Derive an expression from the Gibbs-Thompson relation

[Jacob Daniel]

Homework Statement

The Gibbs-Thompson relation provides a correlation between solubility and radius of curvature. Consider two spherical particles of radius r and R present in a solvent, with R >> r. The rate of dissolution of the smaller particles (the rate of decrease in its radius with time) is directly proportional to the difference in the solubility of the two particles times its surface area. Derive an expression of how the radius of the smaller particle evolves with time. Both particles are made of the same material which has an atomic volume of Ω, and have the same surface energy of γ.

Homework Equations

ln(S_c/S_infinity) = [(γ*Ω)/(K*T)]*[(1/R₁)+(1/R₂)]

This is the Gibbs-Thompson relation. For a sphere, R₁=R₂

The Attempt at a Solution

So I think what this question is asking is to find an equation which equates the radius of the smaller particle with time. This has to do with an effect called Ostwald ripening where material from smaller particles is transferred to larger particles for some reason.

Let -d_r/d_t be the rate at which the the radius of the smaller particle changes with time. Apparently it is directly proportional to the difference in the solubility of the two particles times its surface area (I assume it means the surface area of the smaller particle).

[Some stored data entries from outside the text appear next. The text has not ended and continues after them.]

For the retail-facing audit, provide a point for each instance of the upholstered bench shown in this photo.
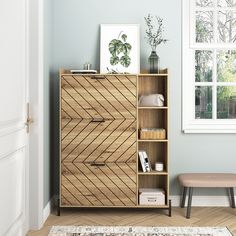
(206, 180)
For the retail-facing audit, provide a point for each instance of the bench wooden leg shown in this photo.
(185, 189)
(190, 195)
(231, 190)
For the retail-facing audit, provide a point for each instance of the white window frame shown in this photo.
(189, 123)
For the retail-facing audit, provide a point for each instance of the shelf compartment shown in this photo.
(152, 141)
(156, 152)
(152, 119)
(148, 85)
(154, 181)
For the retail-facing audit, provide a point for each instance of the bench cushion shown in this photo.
(214, 180)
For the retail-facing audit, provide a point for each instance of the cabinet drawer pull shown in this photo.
(98, 120)
(97, 164)
(98, 77)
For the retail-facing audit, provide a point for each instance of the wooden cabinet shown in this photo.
(99, 121)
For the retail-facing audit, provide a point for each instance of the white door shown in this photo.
(13, 136)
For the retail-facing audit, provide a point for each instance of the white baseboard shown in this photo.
(203, 201)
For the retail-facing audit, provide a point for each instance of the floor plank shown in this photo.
(201, 216)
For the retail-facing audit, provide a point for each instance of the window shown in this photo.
(209, 66)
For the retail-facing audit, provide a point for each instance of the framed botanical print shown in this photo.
(120, 48)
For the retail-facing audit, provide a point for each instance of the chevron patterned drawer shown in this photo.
(108, 141)
(89, 97)
(100, 184)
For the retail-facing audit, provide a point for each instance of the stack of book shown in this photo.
(144, 161)
(151, 196)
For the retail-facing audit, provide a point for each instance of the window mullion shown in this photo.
(214, 88)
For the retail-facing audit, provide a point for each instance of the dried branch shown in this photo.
(154, 34)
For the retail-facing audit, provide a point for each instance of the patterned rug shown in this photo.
(137, 231)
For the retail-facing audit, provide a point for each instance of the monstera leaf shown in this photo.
(125, 61)
(124, 37)
(126, 48)
(115, 47)
(114, 60)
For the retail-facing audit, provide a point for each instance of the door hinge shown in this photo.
(29, 120)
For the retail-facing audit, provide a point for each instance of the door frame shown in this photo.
(35, 69)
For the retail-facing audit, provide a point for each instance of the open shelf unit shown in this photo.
(154, 117)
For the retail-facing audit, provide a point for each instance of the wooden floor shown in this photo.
(148, 217)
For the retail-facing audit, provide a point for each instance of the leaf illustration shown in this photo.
(114, 60)
(115, 47)
(124, 37)
(125, 60)
(127, 48)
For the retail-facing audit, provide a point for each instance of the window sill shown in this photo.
(210, 129)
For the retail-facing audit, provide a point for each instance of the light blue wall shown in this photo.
(75, 40)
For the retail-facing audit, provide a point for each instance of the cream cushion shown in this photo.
(214, 180)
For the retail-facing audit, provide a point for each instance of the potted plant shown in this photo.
(154, 38)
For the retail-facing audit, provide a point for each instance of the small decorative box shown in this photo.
(152, 133)
(151, 196)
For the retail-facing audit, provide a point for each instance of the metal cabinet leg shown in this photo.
(190, 195)
(184, 197)
(170, 208)
(232, 197)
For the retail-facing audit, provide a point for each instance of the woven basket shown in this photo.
(152, 133)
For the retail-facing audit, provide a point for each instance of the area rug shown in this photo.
(137, 231)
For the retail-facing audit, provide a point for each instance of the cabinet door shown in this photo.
(110, 184)
(98, 97)
(94, 141)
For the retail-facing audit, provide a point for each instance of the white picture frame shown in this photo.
(120, 48)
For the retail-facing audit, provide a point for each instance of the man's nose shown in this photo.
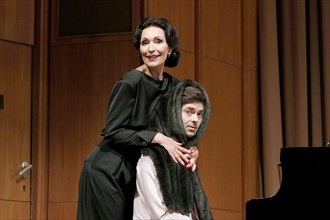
(194, 117)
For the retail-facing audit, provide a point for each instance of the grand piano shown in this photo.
(304, 192)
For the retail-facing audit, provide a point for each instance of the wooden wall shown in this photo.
(219, 47)
(16, 55)
(74, 78)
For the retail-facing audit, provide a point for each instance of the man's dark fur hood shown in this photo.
(167, 117)
(180, 187)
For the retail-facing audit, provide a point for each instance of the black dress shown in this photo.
(107, 180)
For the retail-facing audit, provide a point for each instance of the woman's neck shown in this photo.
(156, 73)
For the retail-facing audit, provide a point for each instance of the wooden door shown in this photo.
(15, 129)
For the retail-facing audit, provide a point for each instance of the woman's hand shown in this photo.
(176, 151)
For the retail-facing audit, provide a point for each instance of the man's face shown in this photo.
(192, 116)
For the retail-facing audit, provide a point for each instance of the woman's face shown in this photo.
(192, 116)
(153, 47)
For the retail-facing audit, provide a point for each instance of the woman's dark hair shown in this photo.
(171, 35)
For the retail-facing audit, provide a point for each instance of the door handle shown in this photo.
(25, 167)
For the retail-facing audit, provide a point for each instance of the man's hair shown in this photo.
(192, 94)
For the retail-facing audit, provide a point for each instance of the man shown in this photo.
(165, 189)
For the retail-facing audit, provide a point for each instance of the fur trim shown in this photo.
(180, 187)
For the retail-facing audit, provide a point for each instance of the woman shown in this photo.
(166, 190)
(107, 181)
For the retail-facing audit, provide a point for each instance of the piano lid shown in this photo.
(304, 192)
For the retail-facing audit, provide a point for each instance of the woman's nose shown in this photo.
(151, 47)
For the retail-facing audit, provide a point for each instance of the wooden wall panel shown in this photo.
(220, 147)
(81, 80)
(14, 210)
(15, 119)
(17, 21)
(220, 29)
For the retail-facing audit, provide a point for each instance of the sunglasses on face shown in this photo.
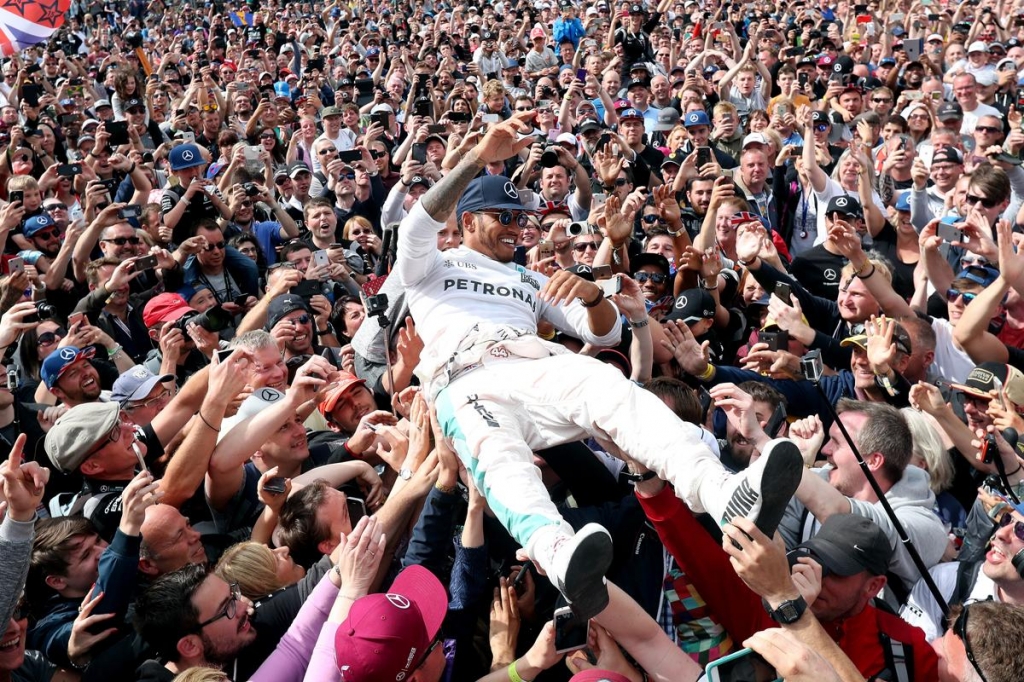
(974, 199)
(656, 278)
(953, 294)
(506, 217)
(121, 241)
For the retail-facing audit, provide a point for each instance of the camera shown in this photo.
(812, 366)
(578, 228)
(214, 320)
(376, 305)
(44, 310)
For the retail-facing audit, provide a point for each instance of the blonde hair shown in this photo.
(200, 674)
(928, 445)
(253, 566)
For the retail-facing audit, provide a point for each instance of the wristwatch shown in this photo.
(787, 612)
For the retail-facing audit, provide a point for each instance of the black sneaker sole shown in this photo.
(778, 483)
(585, 587)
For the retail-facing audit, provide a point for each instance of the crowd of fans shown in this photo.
(218, 463)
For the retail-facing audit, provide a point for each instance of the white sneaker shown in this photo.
(763, 491)
(579, 566)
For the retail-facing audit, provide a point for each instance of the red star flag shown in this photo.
(25, 23)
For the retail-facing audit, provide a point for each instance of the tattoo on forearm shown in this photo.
(440, 200)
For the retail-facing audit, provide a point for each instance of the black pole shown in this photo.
(900, 530)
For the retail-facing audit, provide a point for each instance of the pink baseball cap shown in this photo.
(386, 636)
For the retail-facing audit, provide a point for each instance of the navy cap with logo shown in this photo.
(847, 545)
(488, 193)
(691, 306)
(844, 205)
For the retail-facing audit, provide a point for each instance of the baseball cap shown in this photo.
(165, 307)
(491, 192)
(77, 431)
(298, 167)
(283, 305)
(900, 338)
(37, 223)
(136, 383)
(848, 544)
(346, 383)
(993, 377)
(696, 119)
(60, 359)
(691, 306)
(845, 205)
(654, 259)
(185, 156)
(387, 636)
(949, 111)
(667, 120)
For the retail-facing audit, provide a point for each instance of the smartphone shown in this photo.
(741, 666)
(350, 156)
(76, 318)
(610, 287)
(275, 485)
(144, 263)
(356, 509)
(784, 292)
(704, 157)
(419, 153)
(570, 634)
(949, 231)
(118, 131)
(130, 211)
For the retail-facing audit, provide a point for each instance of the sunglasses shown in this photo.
(960, 629)
(656, 278)
(974, 199)
(506, 217)
(953, 294)
(48, 338)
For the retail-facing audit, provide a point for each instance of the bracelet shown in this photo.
(212, 427)
(864, 276)
(595, 303)
(708, 373)
(514, 674)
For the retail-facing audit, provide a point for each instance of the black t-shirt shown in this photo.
(819, 271)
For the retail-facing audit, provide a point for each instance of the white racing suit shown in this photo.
(501, 392)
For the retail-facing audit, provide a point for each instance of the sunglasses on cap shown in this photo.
(656, 278)
(506, 217)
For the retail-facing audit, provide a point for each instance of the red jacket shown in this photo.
(739, 609)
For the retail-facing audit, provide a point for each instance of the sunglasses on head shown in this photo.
(656, 278)
(121, 241)
(506, 217)
(975, 199)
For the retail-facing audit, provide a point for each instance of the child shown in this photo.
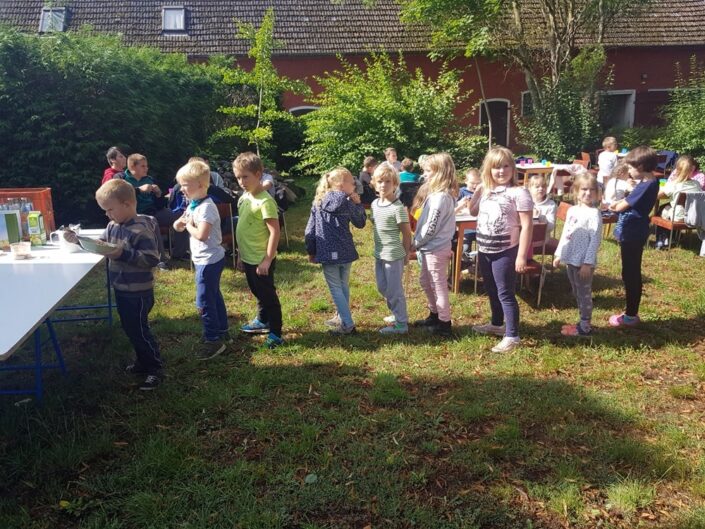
(202, 221)
(432, 240)
(577, 249)
(407, 175)
(472, 180)
(632, 229)
(363, 184)
(607, 160)
(390, 220)
(257, 235)
(130, 268)
(504, 228)
(679, 182)
(390, 154)
(117, 163)
(618, 185)
(329, 241)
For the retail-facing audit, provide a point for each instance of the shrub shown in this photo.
(362, 111)
(64, 100)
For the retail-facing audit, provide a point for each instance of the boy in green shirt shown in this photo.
(257, 236)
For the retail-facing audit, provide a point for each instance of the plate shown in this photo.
(96, 246)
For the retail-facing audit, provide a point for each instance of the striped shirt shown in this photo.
(132, 271)
(386, 219)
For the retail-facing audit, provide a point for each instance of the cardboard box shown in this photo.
(10, 228)
(37, 232)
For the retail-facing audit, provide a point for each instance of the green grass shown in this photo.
(339, 432)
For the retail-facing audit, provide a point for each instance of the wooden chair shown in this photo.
(670, 225)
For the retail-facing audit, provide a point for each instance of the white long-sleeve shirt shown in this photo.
(581, 237)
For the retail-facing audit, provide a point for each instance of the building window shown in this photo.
(52, 19)
(174, 19)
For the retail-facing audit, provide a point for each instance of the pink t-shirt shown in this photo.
(498, 224)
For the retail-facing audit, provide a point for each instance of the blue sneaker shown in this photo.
(255, 327)
(273, 341)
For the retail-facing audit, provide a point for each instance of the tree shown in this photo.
(256, 110)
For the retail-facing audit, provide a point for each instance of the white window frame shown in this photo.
(630, 108)
(46, 19)
(174, 8)
(509, 113)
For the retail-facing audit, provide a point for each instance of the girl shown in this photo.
(329, 241)
(577, 249)
(390, 219)
(434, 231)
(680, 181)
(504, 228)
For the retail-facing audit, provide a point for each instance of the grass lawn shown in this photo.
(367, 431)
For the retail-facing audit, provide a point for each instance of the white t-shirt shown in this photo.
(498, 223)
(209, 251)
(606, 162)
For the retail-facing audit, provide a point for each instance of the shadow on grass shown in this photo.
(227, 443)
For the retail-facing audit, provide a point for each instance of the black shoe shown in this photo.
(429, 321)
(209, 350)
(150, 383)
(442, 328)
(135, 369)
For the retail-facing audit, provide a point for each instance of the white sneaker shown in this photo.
(488, 328)
(507, 344)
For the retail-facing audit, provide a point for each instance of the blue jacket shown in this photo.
(327, 235)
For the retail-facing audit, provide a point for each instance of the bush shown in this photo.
(363, 111)
(64, 100)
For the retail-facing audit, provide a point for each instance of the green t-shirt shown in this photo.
(386, 218)
(252, 233)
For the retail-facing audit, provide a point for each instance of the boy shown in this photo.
(632, 229)
(257, 236)
(202, 221)
(130, 269)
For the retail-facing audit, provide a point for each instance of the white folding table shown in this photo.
(32, 290)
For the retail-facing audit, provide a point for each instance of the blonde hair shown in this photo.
(609, 141)
(331, 181)
(116, 189)
(684, 168)
(385, 170)
(589, 179)
(494, 158)
(194, 171)
(441, 176)
(248, 161)
(134, 158)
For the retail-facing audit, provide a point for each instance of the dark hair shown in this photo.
(643, 158)
(112, 153)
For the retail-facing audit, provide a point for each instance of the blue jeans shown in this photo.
(338, 279)
(499, 274)
(209, 300)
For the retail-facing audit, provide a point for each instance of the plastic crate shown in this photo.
(41, 200)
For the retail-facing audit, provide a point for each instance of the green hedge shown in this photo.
(66, 98)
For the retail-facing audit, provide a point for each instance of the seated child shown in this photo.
(202, 222)
(130, 269)
(607, 159)
(407, 175)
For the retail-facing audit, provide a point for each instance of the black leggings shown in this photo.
(631, 274)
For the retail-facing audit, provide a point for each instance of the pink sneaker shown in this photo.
(622, 320)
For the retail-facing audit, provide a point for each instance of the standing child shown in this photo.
(632, 229)
(432, 240)
(329, 241)
(391, 221)
(257, 235)
(504, 228)
(130, 269)
(202, 221)
(577, 249)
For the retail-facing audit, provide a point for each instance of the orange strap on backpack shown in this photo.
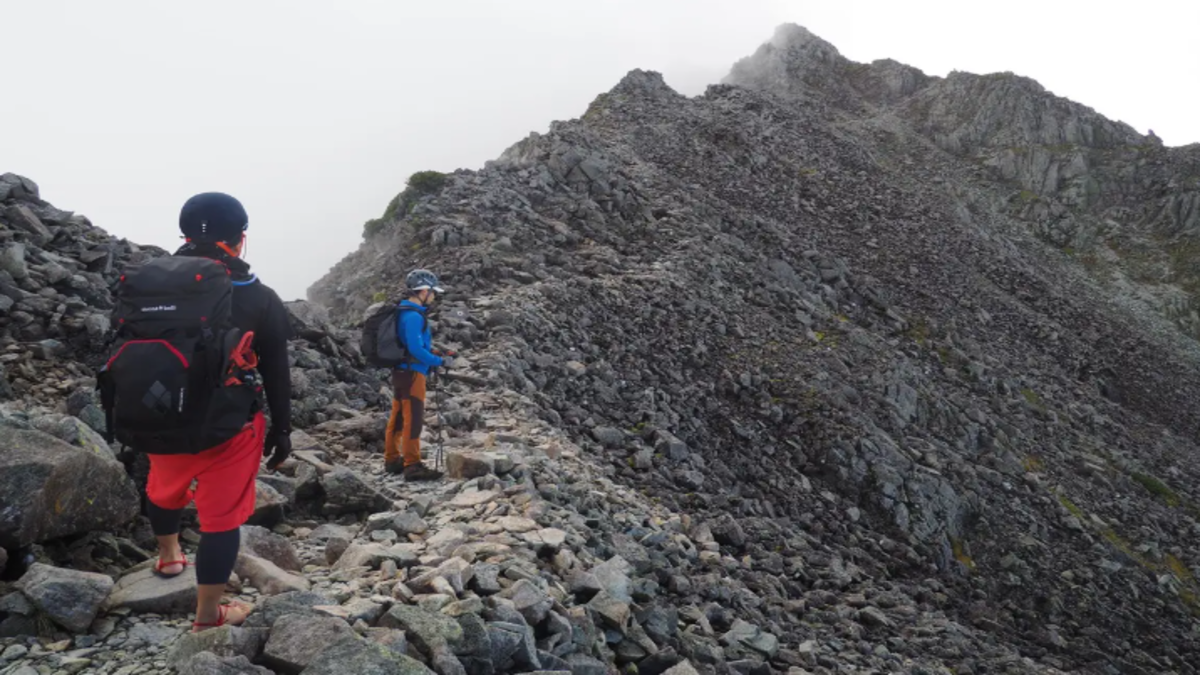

So uh... I think you need to solve for solubility of each particle and then find the difference. Multiply that difference by the SA of the smaller particle. Set that equal to the rate at which the radius of the smaller particle decreases. And then integrate to find an expression which relates r to t.

 

[Nino MMP]

But I'm really confused about how to solve for the solubility of each particle. Any help would be appreciated!